Nate slipped in and out of consciousness. It was like trying to see at night with a faulty crank-light. He reached his hand out, afraid of falling.

Reed.

“Please hurry,” someone said. “Please.”

Nate’s awareness strobed. Pixel in the corner on a red couch, crying with a piece of bread in her hands. Brick at Nate’s shoulder, pinning him down on a tabletop as his body moved on its own, lost in convulsions. Reed’s face in front of Nate’s, saying things Nate couldn’t understand over the sound of his own senseless cries. His boots thumped at the table with every violent jerk.

Where are my tools?

They couldn’t move again without his tools.
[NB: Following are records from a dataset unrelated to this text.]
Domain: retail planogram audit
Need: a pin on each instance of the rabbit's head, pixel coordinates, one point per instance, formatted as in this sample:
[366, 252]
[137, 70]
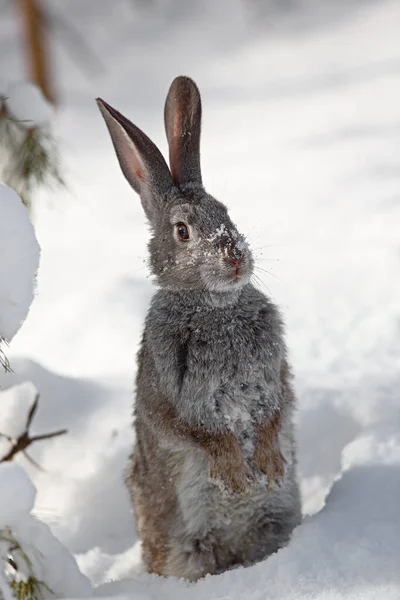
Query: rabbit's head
[194, 244]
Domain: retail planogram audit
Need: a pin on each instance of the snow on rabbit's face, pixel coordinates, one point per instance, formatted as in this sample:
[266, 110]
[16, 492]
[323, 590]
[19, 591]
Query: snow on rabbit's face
[196, 246]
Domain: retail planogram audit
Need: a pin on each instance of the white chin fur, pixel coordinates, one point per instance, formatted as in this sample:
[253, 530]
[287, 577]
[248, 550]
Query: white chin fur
[214, 284]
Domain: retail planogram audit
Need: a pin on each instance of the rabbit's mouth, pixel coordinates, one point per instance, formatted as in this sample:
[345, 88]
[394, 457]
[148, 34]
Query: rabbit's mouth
[227, 279]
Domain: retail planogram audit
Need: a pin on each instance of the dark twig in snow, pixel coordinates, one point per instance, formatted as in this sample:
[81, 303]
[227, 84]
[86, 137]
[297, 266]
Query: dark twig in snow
[21, 443]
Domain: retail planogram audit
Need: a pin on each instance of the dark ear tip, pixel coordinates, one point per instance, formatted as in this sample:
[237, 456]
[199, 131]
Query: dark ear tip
[184, 83]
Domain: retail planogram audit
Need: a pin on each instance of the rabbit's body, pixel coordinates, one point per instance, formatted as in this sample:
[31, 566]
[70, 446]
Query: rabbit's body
[213, 474]
[234, 353]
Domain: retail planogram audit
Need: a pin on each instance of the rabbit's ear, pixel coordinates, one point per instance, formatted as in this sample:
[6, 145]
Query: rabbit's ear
[141, 161]
[182, 115]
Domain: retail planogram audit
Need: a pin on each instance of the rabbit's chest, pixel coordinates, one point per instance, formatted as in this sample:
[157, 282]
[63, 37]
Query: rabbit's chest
[239, 365]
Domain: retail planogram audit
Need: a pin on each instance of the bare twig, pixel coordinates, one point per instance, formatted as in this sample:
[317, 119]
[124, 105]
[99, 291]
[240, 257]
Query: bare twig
[25, 439]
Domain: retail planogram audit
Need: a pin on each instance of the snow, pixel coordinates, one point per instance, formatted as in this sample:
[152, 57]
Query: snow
[17, 494]
[48, 560]
[19, 251]
[300, 139]
[27, 104]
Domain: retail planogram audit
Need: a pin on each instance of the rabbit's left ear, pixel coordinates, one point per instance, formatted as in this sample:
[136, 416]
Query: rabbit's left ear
[141, 161]
[182, 115]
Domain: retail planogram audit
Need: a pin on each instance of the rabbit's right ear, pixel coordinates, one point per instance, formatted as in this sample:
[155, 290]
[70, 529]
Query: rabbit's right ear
[182, 116]
[141, 161]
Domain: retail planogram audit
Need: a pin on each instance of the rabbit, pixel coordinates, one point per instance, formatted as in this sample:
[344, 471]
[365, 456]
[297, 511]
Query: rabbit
[213, 472]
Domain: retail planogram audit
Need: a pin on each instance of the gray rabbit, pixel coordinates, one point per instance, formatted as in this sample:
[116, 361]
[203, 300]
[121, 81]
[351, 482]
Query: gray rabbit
[213, 473]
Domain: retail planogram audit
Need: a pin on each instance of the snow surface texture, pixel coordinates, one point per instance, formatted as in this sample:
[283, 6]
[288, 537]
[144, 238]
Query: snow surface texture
[19, 261]
[27, 104]
[300, 139]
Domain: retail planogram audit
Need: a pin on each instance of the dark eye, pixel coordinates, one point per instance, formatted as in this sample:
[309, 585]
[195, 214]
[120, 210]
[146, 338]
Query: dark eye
[182, 232]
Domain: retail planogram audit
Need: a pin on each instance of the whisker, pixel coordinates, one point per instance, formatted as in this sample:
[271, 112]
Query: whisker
[269, 273]
[268, 246]
[259, 282]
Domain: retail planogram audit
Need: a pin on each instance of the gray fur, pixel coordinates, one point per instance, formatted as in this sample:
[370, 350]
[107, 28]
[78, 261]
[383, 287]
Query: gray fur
[212, 363]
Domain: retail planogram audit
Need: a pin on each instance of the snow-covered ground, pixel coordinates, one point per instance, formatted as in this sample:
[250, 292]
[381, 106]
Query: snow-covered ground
[301, 139]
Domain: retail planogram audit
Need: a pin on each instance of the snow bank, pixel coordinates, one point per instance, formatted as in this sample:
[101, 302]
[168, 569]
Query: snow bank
[17, 495]
[27, 104]
[19, 261]
[49, 561]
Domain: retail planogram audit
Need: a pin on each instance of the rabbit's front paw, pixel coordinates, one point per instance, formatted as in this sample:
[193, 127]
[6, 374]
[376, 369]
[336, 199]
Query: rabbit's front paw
[268, 457]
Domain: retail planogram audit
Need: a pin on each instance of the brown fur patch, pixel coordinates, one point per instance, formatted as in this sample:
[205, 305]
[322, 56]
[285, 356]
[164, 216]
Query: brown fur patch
[267, 454]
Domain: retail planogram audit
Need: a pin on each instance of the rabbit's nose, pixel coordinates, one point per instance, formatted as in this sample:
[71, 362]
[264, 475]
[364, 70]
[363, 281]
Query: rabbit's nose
[235, 262]
[233, 256]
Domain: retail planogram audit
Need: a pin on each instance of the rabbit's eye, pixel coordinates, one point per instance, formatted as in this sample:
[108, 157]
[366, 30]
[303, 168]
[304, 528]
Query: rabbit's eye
[182, 232]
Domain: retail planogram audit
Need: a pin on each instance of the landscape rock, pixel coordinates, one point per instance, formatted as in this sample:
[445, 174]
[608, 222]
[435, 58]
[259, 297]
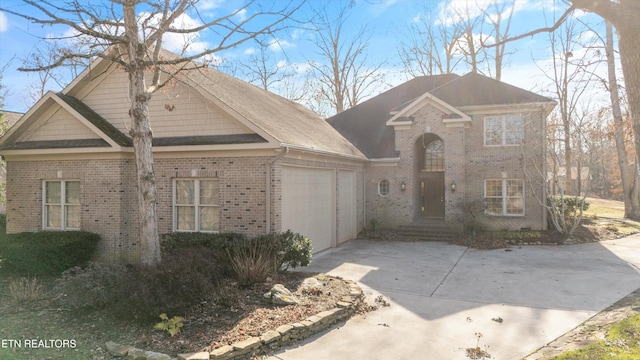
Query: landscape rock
[116, 349]
[280, 295]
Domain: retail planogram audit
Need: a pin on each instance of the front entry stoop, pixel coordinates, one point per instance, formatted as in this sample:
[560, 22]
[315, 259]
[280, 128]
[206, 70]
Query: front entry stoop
[427, 230]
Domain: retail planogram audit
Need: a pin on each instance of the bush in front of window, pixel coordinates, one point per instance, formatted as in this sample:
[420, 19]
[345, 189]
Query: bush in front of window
[218, 243]
[46, 253]
[253, 260]
[180, 281]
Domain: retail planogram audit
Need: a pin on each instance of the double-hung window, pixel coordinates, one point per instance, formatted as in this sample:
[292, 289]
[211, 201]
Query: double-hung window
[61, 205]
[504, 197]
[195, 206]
[503, 130]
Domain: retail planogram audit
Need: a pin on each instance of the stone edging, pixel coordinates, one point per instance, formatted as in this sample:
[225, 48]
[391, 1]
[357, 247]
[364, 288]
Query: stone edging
[270, 340]
[591, 330]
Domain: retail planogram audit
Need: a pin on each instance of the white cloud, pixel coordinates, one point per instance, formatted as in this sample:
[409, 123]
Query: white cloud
[189, 43]
[209, 4]
[278, 45]
[4, 23]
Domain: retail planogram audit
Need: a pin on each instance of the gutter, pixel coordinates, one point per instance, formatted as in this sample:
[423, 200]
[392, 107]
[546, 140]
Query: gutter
[324, 152]
[284, 153]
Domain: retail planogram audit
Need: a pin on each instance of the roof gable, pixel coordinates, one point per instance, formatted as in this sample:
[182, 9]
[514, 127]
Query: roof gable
[365, 125]
[58, 121]
[369, 125]
[200, 107]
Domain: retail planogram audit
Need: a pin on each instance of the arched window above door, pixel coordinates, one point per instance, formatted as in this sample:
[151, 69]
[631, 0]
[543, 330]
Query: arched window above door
[434, 157]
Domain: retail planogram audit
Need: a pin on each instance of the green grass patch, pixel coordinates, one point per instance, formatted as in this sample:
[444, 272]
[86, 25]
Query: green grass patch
[622, 342]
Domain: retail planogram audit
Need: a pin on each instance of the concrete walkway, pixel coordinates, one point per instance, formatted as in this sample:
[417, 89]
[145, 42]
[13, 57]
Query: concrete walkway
[446, 298]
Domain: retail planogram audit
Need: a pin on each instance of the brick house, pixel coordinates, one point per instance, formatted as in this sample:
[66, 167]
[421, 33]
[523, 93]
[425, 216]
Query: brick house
[231, 157]
[446, 147]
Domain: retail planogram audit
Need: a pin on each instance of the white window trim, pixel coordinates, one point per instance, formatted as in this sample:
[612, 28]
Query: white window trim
[380, 187]
[63, 205]
[504, 198]
[196, 205]
[503, 119]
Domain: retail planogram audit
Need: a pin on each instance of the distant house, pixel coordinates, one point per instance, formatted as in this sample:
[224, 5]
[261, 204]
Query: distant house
[230, 157]
[9, 118]
[580, 180]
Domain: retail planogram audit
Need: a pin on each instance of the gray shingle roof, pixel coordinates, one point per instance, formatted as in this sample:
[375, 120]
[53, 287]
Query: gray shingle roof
[365, 124]
[286, 121]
Reed cupped Nate’s jaw fiercely as Agatha hurried over with a liquid that splashed into Nate’s mouth with a familiar, sharp taste. He swallowed, coughed, and swallowed more as she continued to pour it down his throat.

The sounds in the room slowly cleared. Nate heard Pixel’s muffled sobs and Reed at his ear, wet and hoarse. “Gods, Nate.”

“I’m okay,” Nate exhaled.

Agatha peered over him, her eyes pale-brown. He knew them. “You were nearly too far gone,” she said, faintly accusing.
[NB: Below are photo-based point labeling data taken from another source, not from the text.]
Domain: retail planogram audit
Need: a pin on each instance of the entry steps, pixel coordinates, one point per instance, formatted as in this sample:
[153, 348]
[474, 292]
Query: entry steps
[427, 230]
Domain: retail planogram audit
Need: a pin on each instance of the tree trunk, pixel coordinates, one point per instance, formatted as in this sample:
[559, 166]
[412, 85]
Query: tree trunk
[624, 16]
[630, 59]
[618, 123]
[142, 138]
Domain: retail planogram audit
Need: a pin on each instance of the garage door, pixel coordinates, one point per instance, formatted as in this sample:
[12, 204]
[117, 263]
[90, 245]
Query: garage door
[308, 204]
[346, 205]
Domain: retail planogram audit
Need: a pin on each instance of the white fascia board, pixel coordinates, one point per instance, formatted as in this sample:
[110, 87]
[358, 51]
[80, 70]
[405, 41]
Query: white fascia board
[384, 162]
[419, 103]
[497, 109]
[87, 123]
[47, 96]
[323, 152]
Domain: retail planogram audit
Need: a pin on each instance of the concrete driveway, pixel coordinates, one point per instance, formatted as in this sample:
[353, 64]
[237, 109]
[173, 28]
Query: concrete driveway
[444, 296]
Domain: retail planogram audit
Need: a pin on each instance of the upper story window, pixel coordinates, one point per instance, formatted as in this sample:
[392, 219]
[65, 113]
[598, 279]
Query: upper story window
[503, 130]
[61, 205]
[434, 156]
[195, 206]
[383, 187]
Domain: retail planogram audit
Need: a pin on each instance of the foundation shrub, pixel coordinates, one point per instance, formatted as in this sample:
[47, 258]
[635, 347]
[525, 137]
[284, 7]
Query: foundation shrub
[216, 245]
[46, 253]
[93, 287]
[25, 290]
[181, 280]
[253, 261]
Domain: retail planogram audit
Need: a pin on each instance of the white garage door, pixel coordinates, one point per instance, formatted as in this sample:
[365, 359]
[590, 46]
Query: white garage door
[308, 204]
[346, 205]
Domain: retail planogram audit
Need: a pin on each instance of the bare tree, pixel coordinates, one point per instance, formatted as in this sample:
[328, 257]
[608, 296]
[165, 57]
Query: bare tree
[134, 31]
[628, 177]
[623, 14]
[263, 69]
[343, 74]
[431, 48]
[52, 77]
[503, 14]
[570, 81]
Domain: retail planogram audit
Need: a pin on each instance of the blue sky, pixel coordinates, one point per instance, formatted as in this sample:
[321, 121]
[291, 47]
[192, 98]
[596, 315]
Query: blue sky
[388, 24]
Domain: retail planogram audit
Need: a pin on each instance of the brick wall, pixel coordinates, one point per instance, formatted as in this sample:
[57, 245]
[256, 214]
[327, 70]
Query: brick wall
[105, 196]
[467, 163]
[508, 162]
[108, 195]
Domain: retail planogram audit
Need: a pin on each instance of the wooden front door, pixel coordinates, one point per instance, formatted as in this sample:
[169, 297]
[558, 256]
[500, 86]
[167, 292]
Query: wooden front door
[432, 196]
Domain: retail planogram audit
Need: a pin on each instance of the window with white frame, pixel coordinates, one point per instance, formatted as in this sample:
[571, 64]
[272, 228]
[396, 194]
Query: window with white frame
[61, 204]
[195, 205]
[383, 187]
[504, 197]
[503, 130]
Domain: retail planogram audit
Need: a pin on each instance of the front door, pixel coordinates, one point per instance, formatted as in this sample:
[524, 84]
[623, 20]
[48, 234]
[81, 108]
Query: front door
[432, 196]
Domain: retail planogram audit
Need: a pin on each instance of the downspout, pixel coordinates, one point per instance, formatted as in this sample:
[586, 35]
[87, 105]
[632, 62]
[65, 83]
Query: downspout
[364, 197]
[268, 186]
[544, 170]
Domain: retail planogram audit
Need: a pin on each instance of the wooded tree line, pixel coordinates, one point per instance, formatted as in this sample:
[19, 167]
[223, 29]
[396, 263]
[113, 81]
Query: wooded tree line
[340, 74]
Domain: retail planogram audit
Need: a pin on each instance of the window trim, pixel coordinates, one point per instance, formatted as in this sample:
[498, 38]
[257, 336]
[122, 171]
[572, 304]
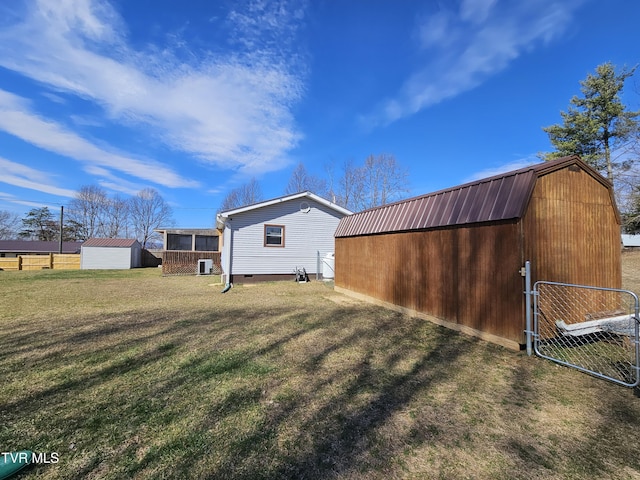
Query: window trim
[271, 245]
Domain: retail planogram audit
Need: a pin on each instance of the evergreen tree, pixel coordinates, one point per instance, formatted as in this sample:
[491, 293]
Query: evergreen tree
[596, 123]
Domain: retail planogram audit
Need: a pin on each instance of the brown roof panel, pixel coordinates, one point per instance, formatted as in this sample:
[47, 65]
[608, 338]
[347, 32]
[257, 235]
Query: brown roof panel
[110, 242]
[502, 197]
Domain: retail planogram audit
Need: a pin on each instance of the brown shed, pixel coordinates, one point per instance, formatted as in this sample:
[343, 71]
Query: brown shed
[455, 256]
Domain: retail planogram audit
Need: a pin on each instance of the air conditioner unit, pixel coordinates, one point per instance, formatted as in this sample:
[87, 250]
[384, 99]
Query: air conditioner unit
[205, 266]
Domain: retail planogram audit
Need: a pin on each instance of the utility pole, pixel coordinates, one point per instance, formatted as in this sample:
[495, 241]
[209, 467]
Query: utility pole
[61, 228]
Brick hung back, red tangles matted against her skin and sweat running down her pale face like tears. “No more screaming.” Without another word, she walked to the couch and sat heavily beside Pixel.
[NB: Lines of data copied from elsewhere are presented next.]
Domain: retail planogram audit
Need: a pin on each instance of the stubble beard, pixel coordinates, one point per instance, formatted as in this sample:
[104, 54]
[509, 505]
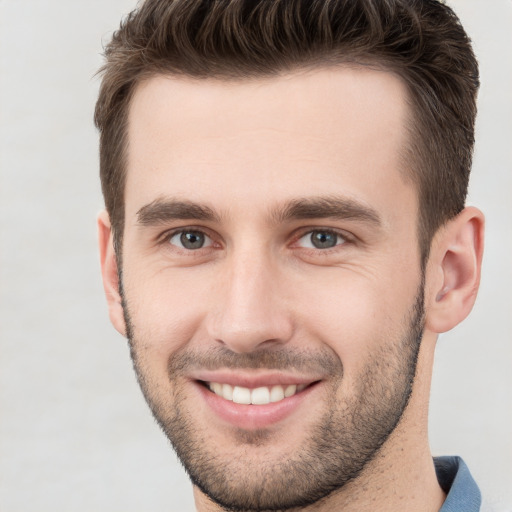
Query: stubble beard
[338, 447]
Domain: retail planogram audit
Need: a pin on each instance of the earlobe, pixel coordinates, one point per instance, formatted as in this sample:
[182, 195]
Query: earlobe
[109, 272]
[454, 270]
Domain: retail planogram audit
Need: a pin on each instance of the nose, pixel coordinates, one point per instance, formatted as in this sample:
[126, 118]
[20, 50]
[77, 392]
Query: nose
[252, 309]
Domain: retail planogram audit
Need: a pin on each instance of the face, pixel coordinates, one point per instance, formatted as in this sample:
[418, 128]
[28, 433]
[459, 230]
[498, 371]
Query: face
[271, 281]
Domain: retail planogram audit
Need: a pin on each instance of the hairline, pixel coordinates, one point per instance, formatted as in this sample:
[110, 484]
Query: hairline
[409, 167]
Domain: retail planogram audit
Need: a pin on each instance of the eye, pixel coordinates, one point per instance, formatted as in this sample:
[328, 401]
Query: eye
[321, 239]
[190, 240]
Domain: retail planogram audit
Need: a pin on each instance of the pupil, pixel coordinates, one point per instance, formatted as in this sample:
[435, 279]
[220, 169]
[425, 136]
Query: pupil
[323, 239]
[192, 239]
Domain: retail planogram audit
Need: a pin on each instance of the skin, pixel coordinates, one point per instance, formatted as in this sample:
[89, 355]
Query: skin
[246, 151]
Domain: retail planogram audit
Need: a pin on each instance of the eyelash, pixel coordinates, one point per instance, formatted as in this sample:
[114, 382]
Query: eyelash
[346, 239]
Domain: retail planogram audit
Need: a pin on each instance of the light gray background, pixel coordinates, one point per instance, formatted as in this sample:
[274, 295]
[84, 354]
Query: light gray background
[75, 434]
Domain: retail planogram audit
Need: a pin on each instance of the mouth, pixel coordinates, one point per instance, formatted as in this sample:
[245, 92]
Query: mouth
[255, 400]
[262, 395]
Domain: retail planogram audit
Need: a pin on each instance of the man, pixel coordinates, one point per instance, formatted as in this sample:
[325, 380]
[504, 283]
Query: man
[285, 237]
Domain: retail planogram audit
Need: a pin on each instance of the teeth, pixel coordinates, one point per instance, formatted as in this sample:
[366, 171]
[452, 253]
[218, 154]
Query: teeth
[257, 396]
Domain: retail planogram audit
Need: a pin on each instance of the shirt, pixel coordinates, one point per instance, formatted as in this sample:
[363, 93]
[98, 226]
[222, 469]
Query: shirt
[462, 493]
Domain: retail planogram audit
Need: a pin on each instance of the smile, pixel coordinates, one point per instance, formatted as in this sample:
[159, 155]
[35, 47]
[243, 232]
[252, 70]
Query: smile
[258, 396]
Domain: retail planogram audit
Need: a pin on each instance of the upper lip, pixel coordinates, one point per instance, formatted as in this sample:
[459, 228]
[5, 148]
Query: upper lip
[252, 379]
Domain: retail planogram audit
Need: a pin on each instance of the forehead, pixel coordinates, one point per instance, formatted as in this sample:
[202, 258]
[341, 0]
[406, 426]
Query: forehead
[251, 143]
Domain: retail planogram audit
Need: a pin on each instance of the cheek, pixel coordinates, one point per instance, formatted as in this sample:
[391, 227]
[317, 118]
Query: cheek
[166, 311]
[355, 314]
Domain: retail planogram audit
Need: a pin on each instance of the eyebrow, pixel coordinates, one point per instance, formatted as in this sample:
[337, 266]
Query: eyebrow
[161, 211]
[332, 207]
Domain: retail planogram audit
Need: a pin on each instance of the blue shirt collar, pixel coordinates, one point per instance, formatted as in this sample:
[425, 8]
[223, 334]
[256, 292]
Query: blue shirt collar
[462, 493]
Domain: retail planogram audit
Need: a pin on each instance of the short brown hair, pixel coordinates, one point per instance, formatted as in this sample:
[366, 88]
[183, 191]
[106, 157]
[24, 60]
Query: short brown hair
[422, 41]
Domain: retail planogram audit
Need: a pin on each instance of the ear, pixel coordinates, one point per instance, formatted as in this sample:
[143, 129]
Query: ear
[109, 272]
[453, 272]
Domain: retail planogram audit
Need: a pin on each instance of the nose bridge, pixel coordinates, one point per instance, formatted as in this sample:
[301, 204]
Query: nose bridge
[251, 311]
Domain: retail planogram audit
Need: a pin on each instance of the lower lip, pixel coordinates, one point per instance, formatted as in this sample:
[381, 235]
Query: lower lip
[253, 417]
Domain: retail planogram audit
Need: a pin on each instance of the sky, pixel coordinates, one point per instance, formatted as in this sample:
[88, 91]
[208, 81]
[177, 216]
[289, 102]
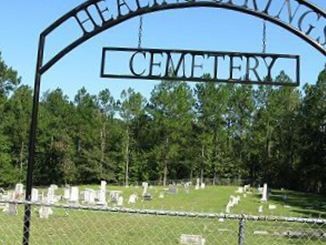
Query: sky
[21, 22]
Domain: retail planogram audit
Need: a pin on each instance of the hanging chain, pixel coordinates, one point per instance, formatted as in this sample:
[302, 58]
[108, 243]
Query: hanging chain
[264, 37]
[140, 32]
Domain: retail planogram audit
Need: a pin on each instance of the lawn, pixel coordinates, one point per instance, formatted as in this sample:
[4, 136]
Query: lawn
[98, 227]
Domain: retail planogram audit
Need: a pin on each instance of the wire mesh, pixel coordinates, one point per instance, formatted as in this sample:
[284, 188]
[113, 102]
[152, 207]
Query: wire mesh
[78, 224]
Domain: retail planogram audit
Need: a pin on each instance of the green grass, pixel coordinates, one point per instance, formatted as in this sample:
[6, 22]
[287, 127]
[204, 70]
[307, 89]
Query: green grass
[214, 199]
[97, 227]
Nate tried to twist his thoughts back together. Alden had warned them not to bring Pixel here, but he didn’t know why it mattered so much. And he didn’t know why Agatha was cross with him for being sick. He wanted her to be fond of him, but it felt like the memory of a longing. Nothing made sense, so he focused on what he knew. “You make Remedy,” he said to her.

She grasped Nate’s wrist, fingers gentle at his pulse point. “Yes.”

Nate watched her face and saw fine lines around her eyes he’d missed before. “Is that how you’re so old?”

GEMs didn’t get old. He’d known that since he was a child, when Bernice had told him he’d never become like her, frail and weathered, with a lifetime of memories and knowledge.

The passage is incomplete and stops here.